Two hundred years ago on 5 May 1818, Karl Marx was born in the German town of Trier on the banks of the river Moselle. Serendipitously, at the start of this bicentennial year, I found myself invited to a wedding in what used to be called Karl-Marx-Stadt, since renamed Chemnitz, in the former East Germany. Communism may have formally collapsed with the downfall of the Soviet Union, yet it has not been extinguished.
The world’s most populous state and rising superpower, China, is officially communist, albeit nominally. And socialist ideas remain prevalent throughout the world. The resurgence of socialism could be seen in the Chavismo new left wave of Latin American politics (admittedly now in the process of being rolled back). In the US, self-proclaimed socialist senator Bernie Sanders could well have been as unlikely an occupant of the Oval office as Donald Trump – if the Democratic National Committee had not conspired against him.

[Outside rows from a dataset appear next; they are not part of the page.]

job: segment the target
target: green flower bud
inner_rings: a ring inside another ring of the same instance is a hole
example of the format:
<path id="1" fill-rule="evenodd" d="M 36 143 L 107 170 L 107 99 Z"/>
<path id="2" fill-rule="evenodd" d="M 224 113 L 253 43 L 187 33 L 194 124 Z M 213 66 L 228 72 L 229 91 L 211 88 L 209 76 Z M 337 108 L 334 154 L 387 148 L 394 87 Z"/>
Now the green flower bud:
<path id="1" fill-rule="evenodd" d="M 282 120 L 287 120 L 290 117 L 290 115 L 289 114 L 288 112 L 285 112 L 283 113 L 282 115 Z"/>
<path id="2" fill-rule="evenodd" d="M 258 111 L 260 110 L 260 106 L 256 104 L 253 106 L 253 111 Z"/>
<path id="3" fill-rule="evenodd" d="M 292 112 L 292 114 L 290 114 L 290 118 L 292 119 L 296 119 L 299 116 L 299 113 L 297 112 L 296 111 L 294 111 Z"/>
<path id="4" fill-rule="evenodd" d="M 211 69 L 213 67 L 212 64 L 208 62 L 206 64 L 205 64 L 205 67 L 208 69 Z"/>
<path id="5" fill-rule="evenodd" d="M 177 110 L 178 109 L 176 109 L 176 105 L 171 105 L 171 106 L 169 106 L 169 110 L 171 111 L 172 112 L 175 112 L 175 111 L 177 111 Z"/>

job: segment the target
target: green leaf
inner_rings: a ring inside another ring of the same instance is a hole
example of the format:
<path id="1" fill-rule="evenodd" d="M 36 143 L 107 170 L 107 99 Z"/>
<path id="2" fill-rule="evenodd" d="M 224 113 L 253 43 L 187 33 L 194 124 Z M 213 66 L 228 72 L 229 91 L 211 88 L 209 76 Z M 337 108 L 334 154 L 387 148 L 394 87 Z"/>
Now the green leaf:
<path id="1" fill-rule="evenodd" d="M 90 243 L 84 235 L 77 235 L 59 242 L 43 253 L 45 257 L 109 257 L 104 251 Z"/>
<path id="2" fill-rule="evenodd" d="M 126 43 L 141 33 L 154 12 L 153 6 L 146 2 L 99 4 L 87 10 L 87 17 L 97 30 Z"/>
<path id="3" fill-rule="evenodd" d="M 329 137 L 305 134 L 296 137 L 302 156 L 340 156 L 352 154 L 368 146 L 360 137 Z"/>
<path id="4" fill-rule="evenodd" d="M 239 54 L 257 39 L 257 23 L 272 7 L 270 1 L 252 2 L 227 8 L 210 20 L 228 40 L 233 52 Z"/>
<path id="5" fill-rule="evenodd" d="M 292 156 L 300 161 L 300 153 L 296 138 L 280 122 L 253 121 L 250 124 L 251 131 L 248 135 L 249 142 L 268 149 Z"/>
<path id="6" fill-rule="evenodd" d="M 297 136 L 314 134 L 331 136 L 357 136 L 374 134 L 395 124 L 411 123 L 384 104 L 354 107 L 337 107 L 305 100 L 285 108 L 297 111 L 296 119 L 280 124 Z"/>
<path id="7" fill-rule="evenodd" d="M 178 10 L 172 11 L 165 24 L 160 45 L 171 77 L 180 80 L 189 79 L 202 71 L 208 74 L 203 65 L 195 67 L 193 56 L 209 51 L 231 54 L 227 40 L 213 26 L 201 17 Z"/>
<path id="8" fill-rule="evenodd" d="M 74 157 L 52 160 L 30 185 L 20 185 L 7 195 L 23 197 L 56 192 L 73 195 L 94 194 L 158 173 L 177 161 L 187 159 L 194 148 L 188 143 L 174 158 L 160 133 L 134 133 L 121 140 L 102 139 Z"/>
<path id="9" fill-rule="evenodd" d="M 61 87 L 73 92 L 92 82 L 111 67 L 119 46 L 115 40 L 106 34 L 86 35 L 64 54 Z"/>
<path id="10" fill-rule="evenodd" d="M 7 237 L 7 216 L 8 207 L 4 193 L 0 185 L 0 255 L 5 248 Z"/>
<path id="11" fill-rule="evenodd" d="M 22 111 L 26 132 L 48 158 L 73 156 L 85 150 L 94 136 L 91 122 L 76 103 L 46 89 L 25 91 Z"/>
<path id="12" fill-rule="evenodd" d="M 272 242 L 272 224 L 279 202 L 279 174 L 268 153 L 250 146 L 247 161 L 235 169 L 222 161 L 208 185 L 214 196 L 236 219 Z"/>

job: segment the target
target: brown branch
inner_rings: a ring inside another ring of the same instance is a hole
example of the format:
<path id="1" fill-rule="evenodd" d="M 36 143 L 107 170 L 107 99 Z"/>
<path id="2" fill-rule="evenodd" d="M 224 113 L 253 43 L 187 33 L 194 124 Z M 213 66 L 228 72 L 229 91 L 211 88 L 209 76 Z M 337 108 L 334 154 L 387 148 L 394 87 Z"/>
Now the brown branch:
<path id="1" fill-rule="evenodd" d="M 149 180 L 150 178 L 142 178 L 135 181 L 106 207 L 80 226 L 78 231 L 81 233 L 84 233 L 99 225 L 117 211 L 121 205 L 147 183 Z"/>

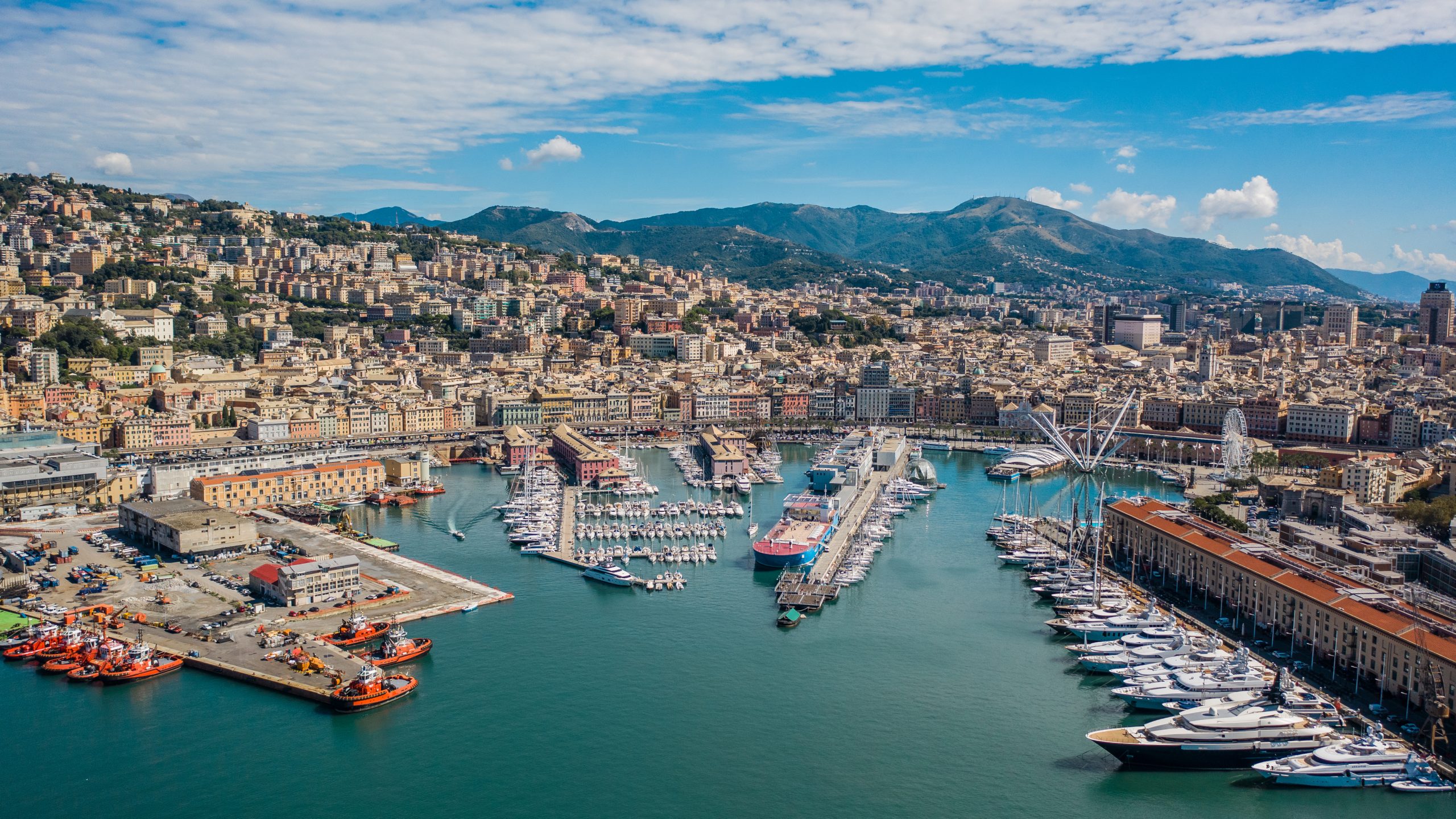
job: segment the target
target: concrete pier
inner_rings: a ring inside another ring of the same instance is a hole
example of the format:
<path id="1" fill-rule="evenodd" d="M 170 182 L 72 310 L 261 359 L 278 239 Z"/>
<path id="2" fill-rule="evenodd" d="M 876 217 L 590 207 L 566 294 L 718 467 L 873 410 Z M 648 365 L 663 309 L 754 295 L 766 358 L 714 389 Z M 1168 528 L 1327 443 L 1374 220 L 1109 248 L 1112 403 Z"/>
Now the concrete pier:
<path id="1" fill-rule="evenodd" d="M 901 455 L 898 461 L 894 462 L 890 469 L 884 472 L 871 472 L 869 479 L 866 479 L 859 491 L 855 494 L 855 500 L 849 501 L 847 509 L 839 510 L 839 529 L 830 536 L 828 545 L 824 551 L 814 560 L 814 568 L 810 570 L 810 583 L 828 583 L 834 573 L 839 571 L 839 565 L 844 561 L 844 554 L 849 551 L 849 544 L 853 542 L 855 535 L 859 533 L 859 528 L 865 523 L 865 516 L 869 514 L 869 507 L 875 504 L 879 498 L 879 490 L 885 487 L 890 481 L 904 475 L 906 463 L 910 462 L 909 455 Z"/>

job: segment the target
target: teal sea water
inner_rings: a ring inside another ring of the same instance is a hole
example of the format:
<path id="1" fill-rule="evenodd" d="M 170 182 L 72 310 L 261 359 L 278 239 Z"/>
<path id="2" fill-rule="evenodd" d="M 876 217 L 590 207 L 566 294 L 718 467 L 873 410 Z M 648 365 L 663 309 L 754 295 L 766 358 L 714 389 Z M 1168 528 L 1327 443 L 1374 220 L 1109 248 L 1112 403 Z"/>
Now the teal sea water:
<path id="1" fill-rule="evenodd" d="M 756 488 L 763 526 L 804 484 Z M 686 497 L 661 452 L 633 452 Z M 792 631 L 744 523 L 684 592 L 582 580 L 508 548 L 505 481 L 443 471 L 448 494 L 370 510 L 403 554 L 515 595 L 412 624 L 437 641 L 411 698 L 342 717 L 185 670 L 134 688 L 0 669 L 10 764 L 0 816 L 1450 816 L 1443 796 L 1273 788 L 1239 772 L 1117 769 L 1083 733 L 1127 714 L 1069 670 L 1050 609 L 999 567 L 1002 503 L 974 455 L 927 453 L 949 484 L 900 519 L 869 579 Z M 1032 482 L 1064 509 L 1064 477 Z M 1165 494 L 1112 475 L 1109 493 Z M 450 525 L 466 530 L 457 542 Z M 633 561 L 644 573 L 649 567 Z"/>

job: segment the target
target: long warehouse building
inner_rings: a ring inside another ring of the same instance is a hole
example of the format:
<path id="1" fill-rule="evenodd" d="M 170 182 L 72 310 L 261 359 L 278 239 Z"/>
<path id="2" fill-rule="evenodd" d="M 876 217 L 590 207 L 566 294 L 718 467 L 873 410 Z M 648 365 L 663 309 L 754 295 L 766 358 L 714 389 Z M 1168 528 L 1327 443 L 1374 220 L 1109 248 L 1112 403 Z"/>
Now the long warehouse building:
<path id="1" fill-rule="evenodd" d="M 1294 635 L 1296 650 L 1313 646 L 1324 667 L 1335 662 L 1415 704 L 1423 701 L 1421 663 L 1433 662 L 1456 700 L 1450 618 L 1153 498 L 1118 500 L 1105 516 L 1115 557 L 1139 574 L 1158 570 L 1190 596 L 1207 595 L 1261 630 L 1273 627 L 1275 643 Z"/>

In the UK, unapologetic socialist Jeremy Corbyn swept to the leadership of Her Majesty’s opposition, appointed Trotskyist John McDonnell as shadow chancellor (McDonnell recently told the Financial Times that their aims for Britain are socialist), pronounced socialism as no longer a dirty word to a delirious conference, before garnering 40 per cent of the vote in the general election. In France, Jean Luc Mélenchon performed respectably in the first round of the French elections, commanding nearly 20 per cent of the vote. In Greece, the left-wing Syriza government remains in power – even though its manifesto has been crushed by international finance capital. Its former finance minister and firebrand Yanis Varoufakis describes himself as a lapsed Marxist. His recent essay penned in The Guardian cites Marx’s analysis as both the key to understanding our present predicament and the way out of it.